I want to focus on two sections of McLuhan’s The Medium is the Massage: page 18 on education and page 61 on incarceration. There is already a figuration that connects the two institutions: the school-to-prison pipeline. But what happens when we imagine education of the masses and mass incarceration not as a means and an end, but as co-constitutive sites of necropolitical production?
McLuhan posits the educational establishment as a vestige of the nineteenth century “where information is scarce but ordered and structured by fragmented, classified patterns, subjects, and schedules” (18). He contrasts this compartmentalization to the constant onslaught of uncensored and uncategorized information that the student experiences in hir extracurricular life. This false fragmentation engenders a lack of communication between disciplines and naturalizes the division of knowledge into binaries such as natural vs. social. In turn, scientific studies often enact and perpetuate oppressive social systems while humanities projects sometimes fail to engage recent technological innovations.
More insidious than the education system’s penchant for categorization is its ability to mold and instill hierarchies under the guise of ‘unbiased’ learning. The neoliberal school or college is, as McLuhan asserts, “much like any factory set-up with its inventories and assembly lines.” Instead of cars or computers, however, the factory called education produces docile human labor. Any units that subvert or rebel are corrected or expelled. Gender norms are (re)enforced and and naturalized as sex, racism is inculcated and rewarded, genocide and settler colonialism are justified as “manifest destiny”. Herstories are rewritten to legitimize a nationalist narrative.
Punishment in education is intimately tied to incarceration; ‘bad’ students are subjected to detention, suspension, or separation. Within our current social framework, isolation and immobility are the worst fates imaginable.
Mass incarceration has become the new racialized social control by which white settler colonial capitalists retain their power. The creation of ‘safe spaces’ relies on militarization, imprisonment, and murder. Once individuals are ruled guilty and isolated from society, they are then used for their labor to enrich the nation-state that relegates them to isolation and death.

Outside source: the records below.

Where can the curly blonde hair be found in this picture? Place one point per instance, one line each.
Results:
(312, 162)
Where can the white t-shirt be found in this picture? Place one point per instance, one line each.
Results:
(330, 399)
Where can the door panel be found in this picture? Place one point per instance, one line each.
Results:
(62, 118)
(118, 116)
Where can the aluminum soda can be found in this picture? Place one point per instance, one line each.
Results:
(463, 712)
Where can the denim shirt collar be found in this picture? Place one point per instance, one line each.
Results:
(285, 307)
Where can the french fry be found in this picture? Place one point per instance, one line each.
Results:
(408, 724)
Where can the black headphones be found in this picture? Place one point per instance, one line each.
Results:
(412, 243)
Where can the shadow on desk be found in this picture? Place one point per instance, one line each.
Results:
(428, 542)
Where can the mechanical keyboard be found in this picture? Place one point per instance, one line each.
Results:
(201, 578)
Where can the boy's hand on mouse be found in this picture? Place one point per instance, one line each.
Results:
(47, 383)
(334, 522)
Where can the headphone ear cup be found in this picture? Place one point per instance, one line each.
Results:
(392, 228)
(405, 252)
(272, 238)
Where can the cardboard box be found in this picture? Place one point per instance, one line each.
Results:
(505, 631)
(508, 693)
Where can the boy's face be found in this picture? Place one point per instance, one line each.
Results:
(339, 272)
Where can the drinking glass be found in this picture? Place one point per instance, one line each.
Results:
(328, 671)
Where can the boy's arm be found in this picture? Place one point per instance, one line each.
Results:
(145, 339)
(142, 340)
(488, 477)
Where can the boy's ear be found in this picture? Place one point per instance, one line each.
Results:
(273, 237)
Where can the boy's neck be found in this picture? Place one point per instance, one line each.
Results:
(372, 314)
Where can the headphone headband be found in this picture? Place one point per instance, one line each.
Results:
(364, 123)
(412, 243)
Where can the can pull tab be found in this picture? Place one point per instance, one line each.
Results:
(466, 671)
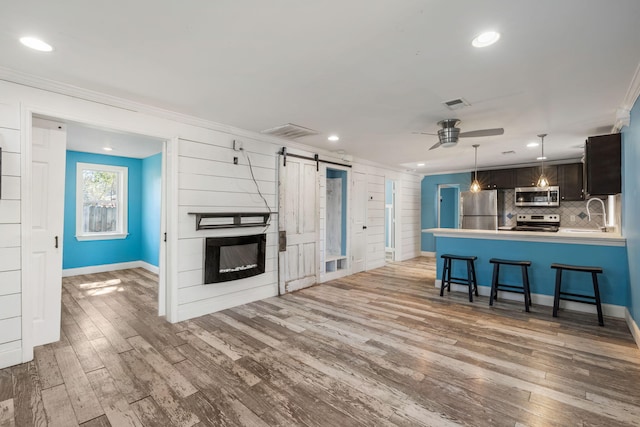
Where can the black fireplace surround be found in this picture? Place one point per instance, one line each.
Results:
(233, 258)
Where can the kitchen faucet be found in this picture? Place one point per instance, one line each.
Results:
(604, 212)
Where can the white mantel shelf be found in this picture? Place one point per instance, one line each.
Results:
(579, 238)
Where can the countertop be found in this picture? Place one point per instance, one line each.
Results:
(577, 236)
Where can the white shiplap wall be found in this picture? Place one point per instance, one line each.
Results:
(206, 180)
(209, 181)
(10, 243)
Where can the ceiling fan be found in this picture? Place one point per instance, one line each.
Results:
(448, 133)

Although McLuhan claims that “The new feeling that people have about guilt is not something that can be privately assigned to some individual, but is, rather, something shared by everybody, in some mysterious way,” (61) the prison and military industrial complexes are stronger and more far-reaching than ever.

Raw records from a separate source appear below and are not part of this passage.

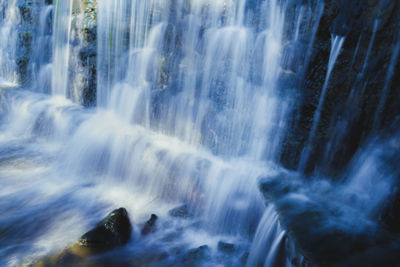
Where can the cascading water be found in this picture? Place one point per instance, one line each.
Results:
(9, 20)
(336, 46)
(193, 100)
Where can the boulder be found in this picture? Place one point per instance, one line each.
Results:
(149, 226)
(226, 247)
(180, 212)
(114, 230)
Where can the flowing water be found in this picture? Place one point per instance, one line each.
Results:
(190, 110)
(336, 46)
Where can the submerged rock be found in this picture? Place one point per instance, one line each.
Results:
(196, 255)
(150, 225)
(226, 247)
(180, 212)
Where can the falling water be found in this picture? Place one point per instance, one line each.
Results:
(41, 68)
(267, 243)
(9, 20)
(336, 46)
(61, 46)
(191, 111)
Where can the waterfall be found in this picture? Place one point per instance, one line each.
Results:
(336, 46)
(9, 20)
(267, 243)
(61, 46)
(192, 101)
(386, 87)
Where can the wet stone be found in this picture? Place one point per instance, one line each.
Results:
(180, 212)
(196, 255)
(149, 226)
(114, 230)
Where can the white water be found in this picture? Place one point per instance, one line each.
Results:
(336, 46)
(9, 20)
(190, 111)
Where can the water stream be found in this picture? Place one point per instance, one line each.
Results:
(190, 110)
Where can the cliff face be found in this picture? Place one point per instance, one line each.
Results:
(360, 84)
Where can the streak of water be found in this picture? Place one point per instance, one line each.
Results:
(336, 46)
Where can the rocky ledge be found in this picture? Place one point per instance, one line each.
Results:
(325, 226)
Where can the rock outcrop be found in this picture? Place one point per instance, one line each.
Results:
(113, 231)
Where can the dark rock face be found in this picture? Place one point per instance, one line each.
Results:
(115, 230)
(180, 212)
(327, 231)
(226, 247)
(195, 256)
(149, 225)
(355, 87)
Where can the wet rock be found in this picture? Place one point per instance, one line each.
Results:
(180, 212)
(196, 255)
(26, 12)
(226, 247)
(244, 258)
(114, 230)
(150, 225)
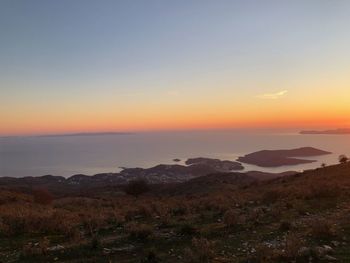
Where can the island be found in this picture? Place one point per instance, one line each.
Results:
(276, 158)
(218, 165)
(328, 132)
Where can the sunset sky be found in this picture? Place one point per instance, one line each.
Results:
(78, 66)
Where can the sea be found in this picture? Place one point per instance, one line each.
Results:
(104, 153)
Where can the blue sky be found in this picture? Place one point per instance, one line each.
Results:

McLuhan expressed the outdated and inadequate nature of ‘Western’ education and incarceration systems nearly 40 years ago. New media provides a platform with myriad potentials from integrated networks of social critique to information-inundated complacency.
Work Cited:
McLuhan, Marshall and Quentin Fiore. (1967) The Medium is the Massage. Berkeley, CA: Gingko Press.
David Gaertner
October 16, 2015 — 3:17 pm
Andree,
This is a very insightful and contemporary critique of McLuhan. I am particularly taken with your analysis of the division of knowledge as it erupts between the sciences and the humanities. It seems to me that these facile divisions remain at the heart of the Humanities’ anxiety over technology and new media.
See, for instance, https://mkirschenbaum.files.wordpress.com/2014/04/dhterriblethingskirschenbaum.pdf
I think your conclusion is a little abrupt and you don’t really have enough space to unpack your argument on necropolitics (which I think is quite provocative), but overall this is a strong piece.